Kathy: In January of 2006 I had an outpatient surgery at Rhode Island Hospital. I went to the hospital in the morning and was home by 5 o’clock. The recovery wasn’t too bad. The main problem was that my throat was sore, and I had a hard time speaking for a couple of days. 

Carpenter: We waited two weeks for the incision to heal and then turned on the device. There are several parameters to the dose, from intensity of the stimulus, frequency and width of pulse to how often they occur. In the beginning we started low so we could work up to the optimal dose. For the first couple of months I saw her for adjustments about once a month and then we tapered back to every few months, which is how often I see her now. Kathy’s device now turns on for thirty seconds and is off for 1.8 minutes. This doesn’t eliminate the need for meds. She still takes those in combination with this therapy.

Bill: I noticed a difference pretty quickly. She was more bubbly and alert. Before she would sit back and keep everything to herself, and she just couldn’t get motivated to do anything.

Kathy: I started really feeling better by the end of April. It was gradual — I didn’t wake up one day and say, ‘Wow I feel great.’ A new feeling of peace is the best way I can describe it. Slowly, I started having more energy and enthusiasm for life. My family said my facial expressions changed. I went back to things I’d lost interest in, like knitting and sewing. My relationship with Bill has always been strong, but now it’s like we’re in our honeymoon phase again.

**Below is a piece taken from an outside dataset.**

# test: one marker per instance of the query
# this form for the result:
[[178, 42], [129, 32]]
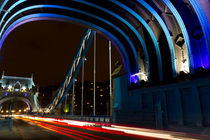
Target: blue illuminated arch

Bill: She still has her off days, but it’s nothing like it used to be.

Carpenter: What’s particularly exciting is that research has found that one in three people who received VNS for a year experienced significant mood improvement, compared with only one in eight who only received other antidepressant treatment.

Kathy: I’m even going back to work. I haven’t worked in twenty years, but they just hired me at Jo-Ann Fabrics to teach a knitting class. Can you believe it? Before, I had such low self-esteem I’d never in a million years say I was good enough to teach.